There are so many non-native speakers of english (owing to it being the current international language) I don't even bother correcting grammar anymore in code comments in pull requests anymore. Unless it's like, user facing or something. But anyways, all the better I suppose to focus on content.

Grammar will be fine when browsers and other tools will implement good grammar checking. I don't understand why browser developers don't focus on it. There are some companies like Grammarly solving that issue, but that should be standard feature rather than paid opt-in. I can translate website in Chrome with a single click, but I can't check grammar. And translation is a really hard task, while grammar is pretty much formalized and could be coded without any AI breakthroughs.

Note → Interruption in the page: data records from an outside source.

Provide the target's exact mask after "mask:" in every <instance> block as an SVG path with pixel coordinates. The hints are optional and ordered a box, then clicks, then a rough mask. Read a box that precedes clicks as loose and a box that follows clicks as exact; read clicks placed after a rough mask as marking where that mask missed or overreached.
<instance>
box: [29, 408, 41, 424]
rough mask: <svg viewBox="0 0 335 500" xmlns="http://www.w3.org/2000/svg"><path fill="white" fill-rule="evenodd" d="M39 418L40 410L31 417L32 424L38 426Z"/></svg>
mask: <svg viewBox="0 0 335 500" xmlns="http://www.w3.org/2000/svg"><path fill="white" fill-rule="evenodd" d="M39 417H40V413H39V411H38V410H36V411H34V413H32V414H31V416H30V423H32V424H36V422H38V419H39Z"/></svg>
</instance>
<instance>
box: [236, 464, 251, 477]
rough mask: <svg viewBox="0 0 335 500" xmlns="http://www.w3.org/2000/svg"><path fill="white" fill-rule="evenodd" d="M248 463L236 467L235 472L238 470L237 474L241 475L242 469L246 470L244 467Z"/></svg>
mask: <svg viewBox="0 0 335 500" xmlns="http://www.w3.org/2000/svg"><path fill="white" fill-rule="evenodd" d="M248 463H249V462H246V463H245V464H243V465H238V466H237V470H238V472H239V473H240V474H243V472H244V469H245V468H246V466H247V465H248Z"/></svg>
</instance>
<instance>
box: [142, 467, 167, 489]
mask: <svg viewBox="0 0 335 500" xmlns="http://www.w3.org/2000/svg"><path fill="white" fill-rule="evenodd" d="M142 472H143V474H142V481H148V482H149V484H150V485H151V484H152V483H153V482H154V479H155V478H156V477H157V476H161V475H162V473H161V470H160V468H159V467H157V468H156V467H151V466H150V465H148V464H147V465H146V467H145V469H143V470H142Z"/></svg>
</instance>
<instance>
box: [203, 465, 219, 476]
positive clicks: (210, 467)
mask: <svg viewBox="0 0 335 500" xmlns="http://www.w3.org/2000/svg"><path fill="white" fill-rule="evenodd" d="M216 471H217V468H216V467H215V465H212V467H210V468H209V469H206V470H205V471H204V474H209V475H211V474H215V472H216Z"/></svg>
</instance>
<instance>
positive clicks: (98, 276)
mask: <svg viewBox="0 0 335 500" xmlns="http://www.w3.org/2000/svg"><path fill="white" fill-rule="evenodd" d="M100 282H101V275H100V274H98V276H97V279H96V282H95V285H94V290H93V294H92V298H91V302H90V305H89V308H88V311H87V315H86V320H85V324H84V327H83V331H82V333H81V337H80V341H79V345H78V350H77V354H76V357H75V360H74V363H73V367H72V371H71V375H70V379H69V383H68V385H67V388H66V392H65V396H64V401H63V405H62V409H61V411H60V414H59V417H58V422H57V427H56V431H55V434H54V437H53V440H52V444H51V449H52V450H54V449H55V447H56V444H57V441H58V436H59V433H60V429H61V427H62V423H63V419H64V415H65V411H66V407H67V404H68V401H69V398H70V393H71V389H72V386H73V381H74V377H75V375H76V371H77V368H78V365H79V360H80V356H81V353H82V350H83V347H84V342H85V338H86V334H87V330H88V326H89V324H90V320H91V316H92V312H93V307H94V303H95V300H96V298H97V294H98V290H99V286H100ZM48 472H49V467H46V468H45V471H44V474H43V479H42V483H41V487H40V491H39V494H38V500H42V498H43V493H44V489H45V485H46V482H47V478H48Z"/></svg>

I'm not native speaker and my text likely contains a lot of errors. For example I fix spell errors, because browser underlines them instantly, I'd fix grammar errors and may be I would develop some kind of grammar literacy after some time with proper computer assistance.


> The extraneous apostrophe is such a common error as to border on acceptable usage.

And that's sad, especially since it leads to more ambiguity in sentences.


I couldn't think of an example that would trip up a native speaker. What was an example you had in mind?

I can think of a few two word statements ("It's tender") but they are meaningless outside of context anyway.